Whilst there has been some little work done on the process of artefact fragmentation on Bronze Age Crete (primarily Rehak, P., 1994, ‘The Ritual Destruction of Minoan Art’, Archaeological News 9: 1-6; ‘The Use and Destruction of Minoan Stone Bull’s Head Rhyta’, in Aegaeum 12: 435-460) this has been predominantly associated with a single specific category of artefact – the Bull’s Head Rhyta. However, my own recent work on this subject indicates that the deliberate fragmentation of objects may be greatly extended within the scope of the ‘Minoan’ sphere.
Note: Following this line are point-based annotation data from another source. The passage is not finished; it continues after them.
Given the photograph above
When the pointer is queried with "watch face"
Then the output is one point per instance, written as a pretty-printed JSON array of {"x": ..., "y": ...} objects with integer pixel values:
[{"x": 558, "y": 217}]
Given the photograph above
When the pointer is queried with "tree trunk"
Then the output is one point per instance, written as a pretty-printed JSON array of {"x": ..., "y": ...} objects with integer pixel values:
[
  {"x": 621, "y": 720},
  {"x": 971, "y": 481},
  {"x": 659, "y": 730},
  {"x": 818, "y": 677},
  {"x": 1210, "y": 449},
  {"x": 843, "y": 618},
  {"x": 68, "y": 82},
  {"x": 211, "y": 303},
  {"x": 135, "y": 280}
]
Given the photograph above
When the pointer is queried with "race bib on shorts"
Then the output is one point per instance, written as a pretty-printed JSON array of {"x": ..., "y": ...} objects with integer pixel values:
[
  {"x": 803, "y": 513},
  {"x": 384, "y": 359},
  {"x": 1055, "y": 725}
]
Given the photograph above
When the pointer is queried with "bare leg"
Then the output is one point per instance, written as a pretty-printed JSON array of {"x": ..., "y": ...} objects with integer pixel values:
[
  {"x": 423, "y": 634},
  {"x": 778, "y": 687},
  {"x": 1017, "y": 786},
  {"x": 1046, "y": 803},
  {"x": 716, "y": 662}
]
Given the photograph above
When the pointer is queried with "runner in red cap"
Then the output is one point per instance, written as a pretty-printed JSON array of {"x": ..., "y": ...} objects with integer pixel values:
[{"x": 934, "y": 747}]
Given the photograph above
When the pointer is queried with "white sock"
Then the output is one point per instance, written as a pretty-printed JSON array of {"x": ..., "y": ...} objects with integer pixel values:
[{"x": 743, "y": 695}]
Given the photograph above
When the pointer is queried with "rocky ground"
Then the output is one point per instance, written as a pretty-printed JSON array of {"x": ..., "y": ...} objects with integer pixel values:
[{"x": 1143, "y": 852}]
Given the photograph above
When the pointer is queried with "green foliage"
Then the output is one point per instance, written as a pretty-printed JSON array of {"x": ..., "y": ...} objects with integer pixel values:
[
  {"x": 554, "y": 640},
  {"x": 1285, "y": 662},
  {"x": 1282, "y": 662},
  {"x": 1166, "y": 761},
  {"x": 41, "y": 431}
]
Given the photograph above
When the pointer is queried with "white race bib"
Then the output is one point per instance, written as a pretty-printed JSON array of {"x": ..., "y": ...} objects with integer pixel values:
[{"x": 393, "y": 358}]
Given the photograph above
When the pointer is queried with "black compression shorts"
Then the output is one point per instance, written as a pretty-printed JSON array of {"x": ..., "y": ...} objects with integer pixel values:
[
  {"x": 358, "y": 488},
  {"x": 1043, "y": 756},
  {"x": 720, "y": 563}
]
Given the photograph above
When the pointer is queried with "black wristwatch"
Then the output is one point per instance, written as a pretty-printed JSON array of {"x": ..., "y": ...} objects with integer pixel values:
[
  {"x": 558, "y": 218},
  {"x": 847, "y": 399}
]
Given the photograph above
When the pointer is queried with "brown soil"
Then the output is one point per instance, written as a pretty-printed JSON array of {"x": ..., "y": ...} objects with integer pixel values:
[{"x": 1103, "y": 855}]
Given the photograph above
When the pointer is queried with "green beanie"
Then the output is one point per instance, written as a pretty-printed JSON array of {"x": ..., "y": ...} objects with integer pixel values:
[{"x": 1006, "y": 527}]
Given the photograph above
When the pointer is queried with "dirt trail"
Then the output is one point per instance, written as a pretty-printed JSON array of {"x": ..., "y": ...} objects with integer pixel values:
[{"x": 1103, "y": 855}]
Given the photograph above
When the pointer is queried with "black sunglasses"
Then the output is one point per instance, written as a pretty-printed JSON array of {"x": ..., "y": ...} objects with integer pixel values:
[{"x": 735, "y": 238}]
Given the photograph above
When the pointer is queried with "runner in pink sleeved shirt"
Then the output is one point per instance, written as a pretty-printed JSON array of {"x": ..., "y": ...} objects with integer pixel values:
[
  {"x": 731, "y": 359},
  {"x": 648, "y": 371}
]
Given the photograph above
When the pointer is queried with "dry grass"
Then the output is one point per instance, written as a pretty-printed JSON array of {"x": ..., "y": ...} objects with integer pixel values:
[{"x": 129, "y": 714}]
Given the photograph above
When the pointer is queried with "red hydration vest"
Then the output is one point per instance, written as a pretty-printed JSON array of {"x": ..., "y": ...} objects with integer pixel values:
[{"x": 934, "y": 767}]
Building on the work of Chapman (Chapman, J., 2000, Fragmentation in Archaeology: People, Places and Objects in the Prehistory of South-Eastern Europe, Routledge: London and New York) this paper identifies several individual artefacts from Bronze Age Crete, all of which have been repeatedly qualified as objects of ‘key’ or ‘extreme’ cultural value, which were found in a fragmentary state, typically in a closed and archaeologically distinct deposit. It is significant that these objects are not generally acknowledged as being fragmentary, even though it appears that they were deliberately deposited in this condition. Following these individual examples the notion of deliberate fragmentation is extended to a further category of artefact, the ‘stone offering table’, which have been widely reported to have been found in fragmentary conditions in numerous excavations. By doing so the paper aims to suggest that the process of fragmentation may well have been a primary process in the ‘ritual’ practices of Minoan Crete.